Technicolor veut pousser son principal actionnaire vers la sortie

Le groupe a assigné le fonds Vector en justice afin d’obtenir la résiliation d’un accord de gouvernance lui donnant deux sièges au conseil
Olivier Pinaud

Le torchon brûle entre Technicolor et son premier actionnaire, Vector Capital. En raison d’une situation devenue «intenable», selon Frédéric Rose, son directeur général, la société a assigné le fonds américain devant le tribunal de commerce de Nanterre. Cette action, menée par le cabinet Bredin Prat, est soutenue par les six administrateurs indépendants de Technicolor. L’objectif est d’obtenir la résiliation de l’accord de gouvernance conclu avec le fonds en juillet 2012, après l’augmentation de capital qu’il avait garantie.
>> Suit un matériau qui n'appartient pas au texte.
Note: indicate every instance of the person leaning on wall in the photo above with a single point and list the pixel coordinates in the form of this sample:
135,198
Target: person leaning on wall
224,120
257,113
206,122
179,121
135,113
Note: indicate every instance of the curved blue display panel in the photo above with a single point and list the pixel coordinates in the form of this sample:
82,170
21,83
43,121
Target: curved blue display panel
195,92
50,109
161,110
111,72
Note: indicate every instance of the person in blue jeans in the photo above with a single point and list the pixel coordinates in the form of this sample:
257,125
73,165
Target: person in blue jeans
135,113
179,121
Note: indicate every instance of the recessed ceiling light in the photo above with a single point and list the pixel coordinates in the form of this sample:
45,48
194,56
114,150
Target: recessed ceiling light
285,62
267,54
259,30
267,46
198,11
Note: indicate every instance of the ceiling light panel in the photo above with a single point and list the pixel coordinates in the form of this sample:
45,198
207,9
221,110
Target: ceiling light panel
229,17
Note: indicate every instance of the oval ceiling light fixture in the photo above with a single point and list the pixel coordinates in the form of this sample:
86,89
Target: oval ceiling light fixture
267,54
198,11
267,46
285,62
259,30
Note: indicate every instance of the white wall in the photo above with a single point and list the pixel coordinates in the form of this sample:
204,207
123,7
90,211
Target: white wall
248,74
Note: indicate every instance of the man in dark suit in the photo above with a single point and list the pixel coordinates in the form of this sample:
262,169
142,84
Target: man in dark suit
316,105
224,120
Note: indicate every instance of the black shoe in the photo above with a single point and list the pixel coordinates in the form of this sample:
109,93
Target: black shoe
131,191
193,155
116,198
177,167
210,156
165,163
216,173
Cet accord lui donne deux sièges au conseil d’administration sur onze, avec des mandats ouverts jusqu'à l’assemblée générale de 2015.

Dans ses déclarations faites aux Echos jeudi, Frédéric Rose reproche la double attitude de Vector. Selon lui, alors qu’il disait soutenir publiquement la stratégie, le fonds aurait poussé dès son arrivée, et à plusieurs reprises, pour une vente par appartements du groupe. «Vector remettait le sujet à l’ordre du jour à chaque conseil», indique une source, alors qu’un audit confié au BCG avait conforté la stratégie définie par le conseil.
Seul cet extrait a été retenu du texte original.